This is the header from a blurb in Bloomberg Businessweek touting the new, new way to solve problems. Out of the box is dead, long live in the box (or something to that effect). The interesting part is what the author, Alan Iny, goes on to say; essentially, we need to question the question. Don’t take either questions or answers as absolutes or givens. This is a fairly fundamental concept that really makes sense, but when we are up against the wall, we tend to forget. We tie ourselves up in great big knots searching diligently for the answer to the question that has been asked, without really understanding why its being asked in the first place.
I remember back in the day when I was selling a big software system that ran on UNIX. Our team was terrified that prospects were going to ask about our plans for running on the NT platform. Because we didn’t do that. So we would lose the deal, right? We spent a lot of time strategizing about how to skirt the issue, fudge the question, develop a credible strategy around our future plans for NT. Turns out, they were mostly just curious. NOBODY was running on NT, but our prospects were looking to us as experts in the technology space to give them some trending information from a more informed perspective. So instead of losing sleep about not running on NT, all we really needed to do was question the question: Oh yes, NT. Why do you ask?
Mr. Iny then goes on to suggest research and brainstorming as the strategy for solving any company issue. Interesting point again. Looking for relevant data and spitballing how said data might apply seems like a pretty reasonable approach. Except…here is the thing. Seems like most of us don’t have time to read this blog, much less open up some clean headspace (a basic necessity for trying to look at the situation with fresh eyes and find alternate conclusions). Also? We tend to get so in the weeds with the issue at hand that we can’t see the forest for the trees. We are running blind.

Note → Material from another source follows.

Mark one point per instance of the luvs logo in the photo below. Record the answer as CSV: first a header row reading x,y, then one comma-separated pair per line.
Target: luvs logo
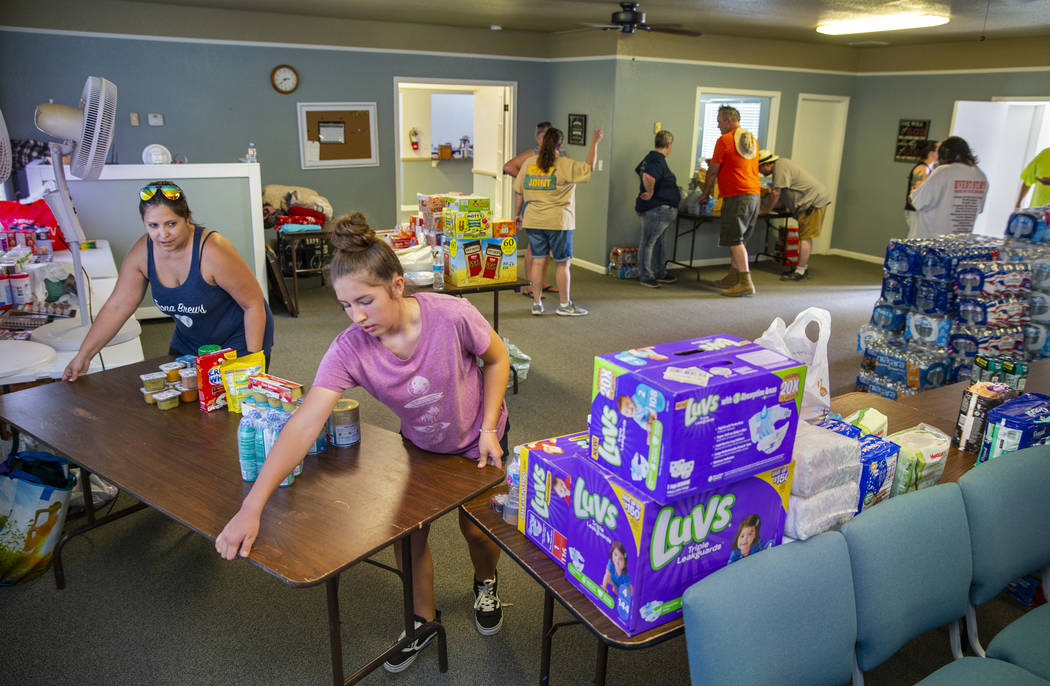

So it would seem that the 6th point to add to Mr. Iny’s otherwise sound 5 point strategy is the need for a way to clear the decks (mentally) and open up some of those cob-webby spaces that haven’t been out in the light and air for some time. In fact at NewCo we pretty much agree with everything Mr. Iny had to say, but we also think it just doesn’t go far enough. If the organizational mind is stale and overcrowded, it seems fairly unlikely that there are going to be any great new options uncovered. On some levels our approach is as basic as Mr. Iny’s. Doubt Everything. Research. Generate Ideas. We just think it makes sense to add some stuff. Get outside. Put the technology down for a minute. By all means, stay in the box but clean it out. Sometimes the best way forward is to “retreat”. What does that look like for your organization?